É também um filme sobre o Brasil (teias de poder, pobreza e estratégias de sobrevivência, ocupação de território, indigenismo, ambientalismo e sustentabilidade, ...) e um filme sobre adversidade e a superação possível, sem mistificação. No fim, não há heróis, há homens que fizeram o melhor que sabiam e que cometeram erros, mesmo tendo as melhores intenções. E é aí que todos nos poderemos identificar. Sem incluir as histórias dos problemas, falhanços, crises e impasses, não haveria filme, não haveria história. Para além de outros pontos de contacto com Cabra Marcado Para Morrer (filme já exibido neste ciclo dedicado ao cinema brasileiro), esta estratégia de composição é talvez o que mais aproxima os dois filmes. Impossibilidades transformadas em possibilidades, fraquezas feitas forças, histórias que afinal são História.

segunda-feira, 27 de setembro de 2021

204ª sessão: dia 28 de Setembro (Terça-Feira), às 21h00


A terminar o ciclo a que decidimos chamar "Aquarela do Brasil", sempre com a presença do actor Bemvindo Sequeira para uma conversa final, veremos o fruto de um trabalho de vinte anos apresentado pela organização Vídeo nas Aldeias, fundada por Vincent Carelli em 1986. Foi ele que realizou Corumbiara, a nossa próxima sessão no auditório da Biblioteca Lúcio Craveiro da Silva.

Em entrevista à revista Eco Pós, em 2017, Carelli disse que "(...) eu sempre digo que trabalhar com índio é aprender a sofrer derrotas. Eu, que tenho dificuldades pessoais em sofrer derrotas, tive que aprender isso: a cada derrota, dar a volta por cima e voltar à carga, não é? Então, é isso: eu entro no CEDI, onde tivemos que constituir um grande banco de dados. A realidade indígena era algo completamente obscuro. Nem governo, nem Estado brasileiro tinham informações organizadas; havia lugares, na Amazônia profunda, que nem sequer os órgãos indigenistas tinham chegado. Eu ajudei a propor essa grande rede de informação, que era uma rede supra “fé”, supra profissional, supra partidária, supra tudo. Apelava aos missionários, intelectuais, pesquisadores e jornalistas, enfim, para constituir esse grande banco de informações minimamente confiáveis, para que se pudesse pensar inclusive políticas indigenistas. Algo que resultou na ampla enciclopédia do Instituto Socioambiental. 
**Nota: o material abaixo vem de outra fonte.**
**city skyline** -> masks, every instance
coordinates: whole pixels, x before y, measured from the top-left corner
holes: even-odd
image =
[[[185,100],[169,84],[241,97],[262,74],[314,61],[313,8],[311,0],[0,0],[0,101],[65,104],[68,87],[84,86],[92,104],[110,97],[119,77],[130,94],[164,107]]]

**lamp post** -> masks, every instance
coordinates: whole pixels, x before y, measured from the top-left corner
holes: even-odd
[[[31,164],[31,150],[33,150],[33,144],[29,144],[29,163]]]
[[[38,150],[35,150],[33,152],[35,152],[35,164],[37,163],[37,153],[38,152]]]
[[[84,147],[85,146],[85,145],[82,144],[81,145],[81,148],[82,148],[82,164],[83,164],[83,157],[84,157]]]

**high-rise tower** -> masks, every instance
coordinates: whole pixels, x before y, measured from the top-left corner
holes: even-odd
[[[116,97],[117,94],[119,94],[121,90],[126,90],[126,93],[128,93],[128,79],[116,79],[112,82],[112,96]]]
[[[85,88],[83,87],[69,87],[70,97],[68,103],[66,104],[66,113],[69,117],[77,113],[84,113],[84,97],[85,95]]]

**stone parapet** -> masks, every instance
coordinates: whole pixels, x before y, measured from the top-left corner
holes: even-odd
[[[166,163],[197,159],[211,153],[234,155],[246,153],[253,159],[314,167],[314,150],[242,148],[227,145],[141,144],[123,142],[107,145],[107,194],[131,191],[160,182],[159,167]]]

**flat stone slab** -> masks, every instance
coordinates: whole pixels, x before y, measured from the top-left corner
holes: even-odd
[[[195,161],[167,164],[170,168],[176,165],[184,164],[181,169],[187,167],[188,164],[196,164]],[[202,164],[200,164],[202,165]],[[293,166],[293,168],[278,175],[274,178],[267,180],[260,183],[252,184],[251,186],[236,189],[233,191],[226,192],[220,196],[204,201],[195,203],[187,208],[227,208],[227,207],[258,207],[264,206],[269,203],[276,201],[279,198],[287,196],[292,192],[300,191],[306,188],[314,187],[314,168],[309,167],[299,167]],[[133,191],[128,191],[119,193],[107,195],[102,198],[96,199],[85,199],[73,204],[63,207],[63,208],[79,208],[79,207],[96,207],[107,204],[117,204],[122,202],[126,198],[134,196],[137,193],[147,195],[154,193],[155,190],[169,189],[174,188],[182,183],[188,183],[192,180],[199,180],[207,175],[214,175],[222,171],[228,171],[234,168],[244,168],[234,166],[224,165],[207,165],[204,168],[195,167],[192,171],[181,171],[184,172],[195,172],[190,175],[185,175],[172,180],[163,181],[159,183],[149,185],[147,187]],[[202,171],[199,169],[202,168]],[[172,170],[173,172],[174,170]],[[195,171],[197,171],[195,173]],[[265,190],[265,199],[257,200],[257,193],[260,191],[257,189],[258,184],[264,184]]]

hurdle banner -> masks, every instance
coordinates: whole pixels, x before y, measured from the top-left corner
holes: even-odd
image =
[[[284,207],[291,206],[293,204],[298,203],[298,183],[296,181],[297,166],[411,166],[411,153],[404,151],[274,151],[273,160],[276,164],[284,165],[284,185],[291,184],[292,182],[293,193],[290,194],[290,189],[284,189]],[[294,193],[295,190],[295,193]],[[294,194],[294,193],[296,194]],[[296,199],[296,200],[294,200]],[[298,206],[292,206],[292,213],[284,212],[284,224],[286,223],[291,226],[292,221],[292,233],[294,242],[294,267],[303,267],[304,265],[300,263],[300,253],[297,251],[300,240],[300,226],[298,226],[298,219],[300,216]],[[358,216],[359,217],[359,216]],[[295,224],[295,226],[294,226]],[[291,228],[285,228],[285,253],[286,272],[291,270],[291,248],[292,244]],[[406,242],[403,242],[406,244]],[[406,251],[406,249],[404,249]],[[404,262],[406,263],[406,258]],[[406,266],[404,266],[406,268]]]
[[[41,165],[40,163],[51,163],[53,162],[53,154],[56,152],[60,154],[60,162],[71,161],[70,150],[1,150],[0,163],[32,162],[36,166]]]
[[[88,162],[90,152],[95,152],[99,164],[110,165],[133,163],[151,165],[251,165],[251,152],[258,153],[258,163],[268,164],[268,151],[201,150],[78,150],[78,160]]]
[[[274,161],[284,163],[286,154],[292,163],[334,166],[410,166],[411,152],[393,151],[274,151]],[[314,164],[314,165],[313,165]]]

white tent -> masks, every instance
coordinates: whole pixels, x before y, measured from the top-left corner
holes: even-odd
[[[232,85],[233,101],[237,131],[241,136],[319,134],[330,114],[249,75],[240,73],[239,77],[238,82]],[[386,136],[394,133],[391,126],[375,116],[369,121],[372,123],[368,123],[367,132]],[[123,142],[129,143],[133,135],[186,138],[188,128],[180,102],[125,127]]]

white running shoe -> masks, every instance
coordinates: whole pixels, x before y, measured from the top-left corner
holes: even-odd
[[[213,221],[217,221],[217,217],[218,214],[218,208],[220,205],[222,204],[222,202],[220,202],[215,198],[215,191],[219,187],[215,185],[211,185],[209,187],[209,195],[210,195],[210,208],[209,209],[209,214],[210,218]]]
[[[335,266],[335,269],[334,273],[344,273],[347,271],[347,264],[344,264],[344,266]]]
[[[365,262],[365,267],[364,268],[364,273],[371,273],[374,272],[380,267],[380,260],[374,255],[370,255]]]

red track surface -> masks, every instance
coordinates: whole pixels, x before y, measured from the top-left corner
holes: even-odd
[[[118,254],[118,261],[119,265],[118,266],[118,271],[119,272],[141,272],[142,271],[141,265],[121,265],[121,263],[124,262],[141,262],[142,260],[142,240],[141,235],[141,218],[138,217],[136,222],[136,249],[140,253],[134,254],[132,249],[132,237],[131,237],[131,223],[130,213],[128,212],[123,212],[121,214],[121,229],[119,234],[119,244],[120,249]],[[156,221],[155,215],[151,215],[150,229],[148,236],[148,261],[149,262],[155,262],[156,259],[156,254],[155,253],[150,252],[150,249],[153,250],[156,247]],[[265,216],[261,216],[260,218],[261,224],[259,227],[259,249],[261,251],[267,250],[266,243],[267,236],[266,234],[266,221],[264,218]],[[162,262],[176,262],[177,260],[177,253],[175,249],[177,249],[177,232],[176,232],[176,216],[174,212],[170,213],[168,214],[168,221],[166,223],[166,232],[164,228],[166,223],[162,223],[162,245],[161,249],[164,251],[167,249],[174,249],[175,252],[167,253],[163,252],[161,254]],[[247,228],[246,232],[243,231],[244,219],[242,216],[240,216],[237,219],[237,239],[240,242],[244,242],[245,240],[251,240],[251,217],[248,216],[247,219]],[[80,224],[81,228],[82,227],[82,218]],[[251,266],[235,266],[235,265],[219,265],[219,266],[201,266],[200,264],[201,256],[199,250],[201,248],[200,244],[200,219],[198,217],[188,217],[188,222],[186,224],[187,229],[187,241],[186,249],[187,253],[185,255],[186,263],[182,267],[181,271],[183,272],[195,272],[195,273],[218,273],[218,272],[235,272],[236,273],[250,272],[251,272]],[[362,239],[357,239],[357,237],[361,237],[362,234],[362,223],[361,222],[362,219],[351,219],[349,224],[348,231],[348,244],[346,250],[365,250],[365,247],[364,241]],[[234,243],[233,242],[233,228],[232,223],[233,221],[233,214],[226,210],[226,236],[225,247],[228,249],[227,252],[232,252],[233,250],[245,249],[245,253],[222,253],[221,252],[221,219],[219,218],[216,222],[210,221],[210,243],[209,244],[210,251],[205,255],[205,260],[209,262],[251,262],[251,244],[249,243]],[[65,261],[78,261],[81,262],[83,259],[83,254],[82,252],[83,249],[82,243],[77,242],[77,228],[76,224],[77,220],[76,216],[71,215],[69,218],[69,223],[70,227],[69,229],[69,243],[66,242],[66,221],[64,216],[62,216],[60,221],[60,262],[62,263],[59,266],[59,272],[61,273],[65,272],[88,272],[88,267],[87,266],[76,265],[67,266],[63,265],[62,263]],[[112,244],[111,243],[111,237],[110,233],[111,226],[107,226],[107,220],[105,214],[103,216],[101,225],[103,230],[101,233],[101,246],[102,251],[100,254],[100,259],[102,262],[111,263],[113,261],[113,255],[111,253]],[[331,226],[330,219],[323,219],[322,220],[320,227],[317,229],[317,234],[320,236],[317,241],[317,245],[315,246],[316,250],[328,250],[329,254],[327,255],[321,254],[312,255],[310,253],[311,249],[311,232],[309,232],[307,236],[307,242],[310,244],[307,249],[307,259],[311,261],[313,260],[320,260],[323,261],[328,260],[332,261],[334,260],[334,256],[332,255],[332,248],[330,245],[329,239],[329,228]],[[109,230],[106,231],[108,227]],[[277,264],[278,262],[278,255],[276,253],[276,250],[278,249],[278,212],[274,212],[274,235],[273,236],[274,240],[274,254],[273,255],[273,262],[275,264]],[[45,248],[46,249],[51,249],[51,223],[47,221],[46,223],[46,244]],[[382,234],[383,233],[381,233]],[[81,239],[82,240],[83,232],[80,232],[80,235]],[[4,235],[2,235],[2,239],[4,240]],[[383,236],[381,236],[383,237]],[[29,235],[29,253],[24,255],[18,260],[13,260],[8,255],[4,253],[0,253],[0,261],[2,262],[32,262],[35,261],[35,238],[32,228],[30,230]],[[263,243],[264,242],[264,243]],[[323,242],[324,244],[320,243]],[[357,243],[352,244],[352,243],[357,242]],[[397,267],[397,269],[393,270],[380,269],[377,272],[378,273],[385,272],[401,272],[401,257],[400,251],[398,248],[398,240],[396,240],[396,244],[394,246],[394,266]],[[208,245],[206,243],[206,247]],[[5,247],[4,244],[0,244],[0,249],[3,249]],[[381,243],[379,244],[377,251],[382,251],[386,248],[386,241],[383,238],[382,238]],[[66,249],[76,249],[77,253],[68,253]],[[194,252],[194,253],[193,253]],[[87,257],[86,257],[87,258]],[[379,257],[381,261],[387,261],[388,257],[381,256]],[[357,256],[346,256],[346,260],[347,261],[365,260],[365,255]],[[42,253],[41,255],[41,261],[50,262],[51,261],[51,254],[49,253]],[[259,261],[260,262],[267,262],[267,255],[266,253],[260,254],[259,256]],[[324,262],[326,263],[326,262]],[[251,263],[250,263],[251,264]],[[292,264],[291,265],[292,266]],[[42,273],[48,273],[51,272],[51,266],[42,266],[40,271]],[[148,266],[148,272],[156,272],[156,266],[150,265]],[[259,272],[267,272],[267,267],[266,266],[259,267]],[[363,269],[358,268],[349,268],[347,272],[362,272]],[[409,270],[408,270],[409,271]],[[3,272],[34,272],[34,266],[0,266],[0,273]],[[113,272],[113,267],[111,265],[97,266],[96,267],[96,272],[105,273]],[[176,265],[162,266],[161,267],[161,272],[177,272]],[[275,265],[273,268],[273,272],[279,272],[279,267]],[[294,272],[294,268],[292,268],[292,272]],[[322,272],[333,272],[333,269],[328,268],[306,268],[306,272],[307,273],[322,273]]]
"Além de ajudar a criar essa rede (para a qual cada um vinha com seu capital de relações), eu constituí um arquivo fotográfico: corri todos os acervos de museus, de imprensa, os arquivos pessoais... encontrei uma quantidade enorme de fotografias, registros esparramados em gavetas e armários, escondidos em museus. Descobri, então, a importância de resgatar esses registros e esses acervos: a coleção fotográfica de [Curt] Nimuendajú, o registro monumental da Comissão Rondon... todas essas preciosidades. Tudo isso, que para as novas gerações tem uma importância muito grande, tudo isso tinha que voltar aos índios, porque era deles, afinal. Era parte de um processo de expropriação e precisava ser devolvido. Então, por ter feito uma opção radical na vida, por ter abandonado tudo (cidade, casa, família) e ter partido para morar com os índios, eu passei a enxergar o mundo de uma outra perspectiva. Eu via as pessoas irem para as aldeias fazer seus trabalhos e percebia ser sempre um movimento de mão única. Raramente retornavam às aldeias os produtos e os registros destes trabalhos. Então, eu sentia isso da perspectiva da aldeia e todo o meu movimento seria o de, justamente, inverter essa direção. Quer dizer, as coisas tinham que voltar. Para esses povos, que sofrem transformações e perdas de conhecimento muito rápidas e intensas, essas referências históricas são fundamentais."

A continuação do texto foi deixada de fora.